Lost in Translation is probably my favourite movie of the last decade. Bill Murray is fabulous, poignant and funny. The hotel call girl scene is hysterical. The dislocation of the Murray and Scarlett Johansson characters as a parable of our times is perfectly painted in the hotel rooms, bars and streets of Tokyo. However, what I find most interesting is that the central characters never consummate their relationship – Murray returns to his wife – physically faithful if not heart faithful.
James Brooks’ Spanglish was one of the DVDs that accompanied us on our recent Texas road trip. Not in the same league as Sophia Coppola’s film, but interesting no less. Sandler’s character is married to a completely self-absorbed woman played by Tea Leoni. Paz Vega’s character enters their home as a Spanish speaking housekeeper – and as she learns English, she and Sandler develop a relationship of sorts. Most viewers root for him to leave his unfaithful wife and move on to the beautiful Paz. And yet he remains faithful.
Is it just me or is a change happening. Two movies where families stay intact in spite of pain and "valid options" are not a sea change. And yet…

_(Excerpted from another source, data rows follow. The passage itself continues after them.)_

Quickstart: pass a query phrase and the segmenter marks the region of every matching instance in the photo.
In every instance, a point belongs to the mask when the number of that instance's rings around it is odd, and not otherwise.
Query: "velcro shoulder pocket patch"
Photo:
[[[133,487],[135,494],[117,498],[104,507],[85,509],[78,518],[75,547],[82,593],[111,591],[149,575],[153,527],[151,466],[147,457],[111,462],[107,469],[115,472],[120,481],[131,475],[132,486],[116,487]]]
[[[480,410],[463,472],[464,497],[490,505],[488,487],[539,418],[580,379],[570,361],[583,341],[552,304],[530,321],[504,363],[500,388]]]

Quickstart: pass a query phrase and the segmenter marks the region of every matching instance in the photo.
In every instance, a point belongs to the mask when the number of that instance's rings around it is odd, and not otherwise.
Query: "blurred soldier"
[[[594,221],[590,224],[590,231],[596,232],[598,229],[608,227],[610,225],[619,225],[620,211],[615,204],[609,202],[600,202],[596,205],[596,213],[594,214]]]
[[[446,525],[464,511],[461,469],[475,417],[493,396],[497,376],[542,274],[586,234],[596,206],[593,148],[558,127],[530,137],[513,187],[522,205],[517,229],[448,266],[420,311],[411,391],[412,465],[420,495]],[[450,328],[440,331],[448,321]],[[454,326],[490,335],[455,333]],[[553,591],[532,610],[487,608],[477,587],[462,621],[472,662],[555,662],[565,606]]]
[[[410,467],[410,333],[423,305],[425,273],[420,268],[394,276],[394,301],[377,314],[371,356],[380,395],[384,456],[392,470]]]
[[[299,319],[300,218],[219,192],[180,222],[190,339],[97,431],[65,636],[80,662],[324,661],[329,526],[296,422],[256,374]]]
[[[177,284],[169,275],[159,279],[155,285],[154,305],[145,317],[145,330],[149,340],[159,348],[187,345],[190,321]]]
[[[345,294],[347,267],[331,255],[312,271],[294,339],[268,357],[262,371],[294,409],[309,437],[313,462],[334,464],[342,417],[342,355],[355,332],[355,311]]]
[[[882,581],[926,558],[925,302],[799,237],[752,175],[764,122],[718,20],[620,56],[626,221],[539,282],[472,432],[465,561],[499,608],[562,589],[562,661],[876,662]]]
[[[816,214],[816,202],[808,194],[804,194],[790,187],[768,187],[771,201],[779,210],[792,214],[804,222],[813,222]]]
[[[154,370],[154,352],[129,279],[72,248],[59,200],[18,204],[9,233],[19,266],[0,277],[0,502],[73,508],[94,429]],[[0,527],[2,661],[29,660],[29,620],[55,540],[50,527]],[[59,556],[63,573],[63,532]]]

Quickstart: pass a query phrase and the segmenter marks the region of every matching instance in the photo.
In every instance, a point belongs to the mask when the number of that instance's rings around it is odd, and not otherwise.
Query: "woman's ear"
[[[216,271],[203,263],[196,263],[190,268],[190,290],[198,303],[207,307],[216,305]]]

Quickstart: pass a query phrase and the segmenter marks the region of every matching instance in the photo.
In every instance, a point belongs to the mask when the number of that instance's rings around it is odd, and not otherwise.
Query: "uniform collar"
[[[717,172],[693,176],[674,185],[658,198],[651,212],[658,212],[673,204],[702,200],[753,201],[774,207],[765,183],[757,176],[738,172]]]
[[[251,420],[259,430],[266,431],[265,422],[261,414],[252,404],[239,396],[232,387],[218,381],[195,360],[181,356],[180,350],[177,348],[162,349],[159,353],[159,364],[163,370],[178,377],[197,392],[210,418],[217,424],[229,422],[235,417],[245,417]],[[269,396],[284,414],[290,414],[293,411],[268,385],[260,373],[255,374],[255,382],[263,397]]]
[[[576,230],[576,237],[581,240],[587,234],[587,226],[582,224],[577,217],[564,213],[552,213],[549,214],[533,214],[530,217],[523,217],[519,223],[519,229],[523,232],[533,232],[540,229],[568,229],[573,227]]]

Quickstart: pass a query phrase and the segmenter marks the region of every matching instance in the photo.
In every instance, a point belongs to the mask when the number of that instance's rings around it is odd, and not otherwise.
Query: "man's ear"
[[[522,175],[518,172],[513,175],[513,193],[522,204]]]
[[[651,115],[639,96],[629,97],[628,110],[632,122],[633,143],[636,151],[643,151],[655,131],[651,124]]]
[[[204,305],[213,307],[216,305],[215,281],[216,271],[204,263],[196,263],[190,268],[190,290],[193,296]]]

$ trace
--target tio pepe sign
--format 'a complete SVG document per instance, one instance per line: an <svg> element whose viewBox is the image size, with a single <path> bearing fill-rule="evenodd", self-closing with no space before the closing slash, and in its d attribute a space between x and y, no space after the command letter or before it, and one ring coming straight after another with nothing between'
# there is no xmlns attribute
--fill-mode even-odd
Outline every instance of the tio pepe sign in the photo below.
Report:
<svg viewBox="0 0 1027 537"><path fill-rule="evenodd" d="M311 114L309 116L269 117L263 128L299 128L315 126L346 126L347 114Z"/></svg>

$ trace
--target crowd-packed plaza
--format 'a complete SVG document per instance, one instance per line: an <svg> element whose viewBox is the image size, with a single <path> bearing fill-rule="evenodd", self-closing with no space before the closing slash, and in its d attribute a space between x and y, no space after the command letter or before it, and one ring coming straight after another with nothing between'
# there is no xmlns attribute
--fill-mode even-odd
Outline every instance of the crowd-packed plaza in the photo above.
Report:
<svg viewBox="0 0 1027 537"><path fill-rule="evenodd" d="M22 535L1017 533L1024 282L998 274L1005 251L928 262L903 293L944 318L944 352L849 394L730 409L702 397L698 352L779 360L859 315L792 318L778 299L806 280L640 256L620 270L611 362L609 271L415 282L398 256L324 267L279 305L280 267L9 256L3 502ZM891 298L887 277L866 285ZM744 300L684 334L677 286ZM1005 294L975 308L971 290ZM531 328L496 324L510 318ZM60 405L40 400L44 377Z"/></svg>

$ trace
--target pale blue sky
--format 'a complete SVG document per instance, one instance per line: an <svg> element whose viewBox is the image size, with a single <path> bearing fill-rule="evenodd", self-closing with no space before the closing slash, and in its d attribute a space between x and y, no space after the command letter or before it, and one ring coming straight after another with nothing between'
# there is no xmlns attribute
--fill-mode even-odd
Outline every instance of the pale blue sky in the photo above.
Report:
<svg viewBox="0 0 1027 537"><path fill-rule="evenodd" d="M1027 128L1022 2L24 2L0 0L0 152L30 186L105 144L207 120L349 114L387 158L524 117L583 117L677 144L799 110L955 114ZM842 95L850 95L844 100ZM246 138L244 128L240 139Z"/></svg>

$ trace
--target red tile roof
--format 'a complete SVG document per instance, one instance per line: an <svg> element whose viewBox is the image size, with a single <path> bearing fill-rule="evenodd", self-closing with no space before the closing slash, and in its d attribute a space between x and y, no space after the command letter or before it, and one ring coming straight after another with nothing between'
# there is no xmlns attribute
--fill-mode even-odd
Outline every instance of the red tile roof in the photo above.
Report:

The Emergent generation is more concerned about authenticity and transparency. They’ve lived through the pain of their parents divorces, remarriages and divorces. They long for relationships that last – even when memories are erased (Eternal Sunshine of the Spotless Mind). To quote Roy Williams, again, "I’m OK/You’re OK has been replaced by I’m screwed up/You’re screwed up, let’s get over it and do something!" Emergents want to be part of something bigger than themselves. Methinks they will be more successful at building lasting relationships than we Boomers have been.
Update: Imbi is finally watching Lost in Translation and I’m blogging while she watches. I did forget the one night stand of Murray’s character – but even that is treated as an uncomfortable mistake in the movie.